Buoni sentimenti, catechismo, morali e metafore, questo il modo con cui Greta Gerwing utilizza Barbie per raccontare l’emancipazione e la battaglia tra i sessi, temi densi e complessi che tra una canzone e un balletto virano sull’esistenzialismo e sul senso di ogni vita, che, a quanto pare – sorpresa – ha tante forme quanti sono gli individui sulla terra, o su Barbieland. E sebbene non sia corretto affermare che si tratti di un film sulle femmine rivolto alle femmine, la geniale sequenza finale potrà essere colta in pieno soltanto dalle donne, una frase che è un intero romanzo sul perché l’universo di Barbie sarà sempre fantascienza se paragonato al mondo reale e su quanto sia facile gestire un mondo i cui abitanti sono completamente asessuati.

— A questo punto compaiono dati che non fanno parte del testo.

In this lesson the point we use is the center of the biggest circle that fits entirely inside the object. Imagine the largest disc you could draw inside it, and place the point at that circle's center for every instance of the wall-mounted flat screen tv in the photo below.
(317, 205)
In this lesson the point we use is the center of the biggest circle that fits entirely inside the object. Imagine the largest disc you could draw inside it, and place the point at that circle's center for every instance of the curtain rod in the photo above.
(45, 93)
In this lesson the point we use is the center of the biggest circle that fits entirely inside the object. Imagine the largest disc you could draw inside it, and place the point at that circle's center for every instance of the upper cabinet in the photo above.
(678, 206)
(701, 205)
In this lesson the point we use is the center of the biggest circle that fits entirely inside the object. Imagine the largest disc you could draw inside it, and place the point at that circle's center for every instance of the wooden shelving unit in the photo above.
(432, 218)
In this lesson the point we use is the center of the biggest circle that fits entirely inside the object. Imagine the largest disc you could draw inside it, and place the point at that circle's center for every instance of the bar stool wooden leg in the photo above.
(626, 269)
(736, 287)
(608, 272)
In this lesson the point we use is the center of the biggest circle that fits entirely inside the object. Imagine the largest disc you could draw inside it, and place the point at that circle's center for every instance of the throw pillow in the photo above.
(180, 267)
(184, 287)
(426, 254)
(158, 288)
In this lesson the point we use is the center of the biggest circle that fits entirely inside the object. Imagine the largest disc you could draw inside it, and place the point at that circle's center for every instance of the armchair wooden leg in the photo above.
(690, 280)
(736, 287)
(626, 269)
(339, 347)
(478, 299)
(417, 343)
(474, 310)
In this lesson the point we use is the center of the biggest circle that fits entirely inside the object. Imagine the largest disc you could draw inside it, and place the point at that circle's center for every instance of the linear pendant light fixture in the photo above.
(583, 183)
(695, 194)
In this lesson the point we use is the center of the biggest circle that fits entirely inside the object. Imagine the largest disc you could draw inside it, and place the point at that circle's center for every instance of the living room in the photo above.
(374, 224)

Mmmm non sono d’accordo! Barbie è geniale. Perché è un film divertente sul patriarcato, che raggiungerà più hearts and minds che ogni possibile pippone femminista, o anche di un bel discorso di AOC. Il problema è che l’Italia è un paese sessista, troppo nervoso e frustrato per parlare di questi temi in modo rilassato, con semplicità e anche leggerezza.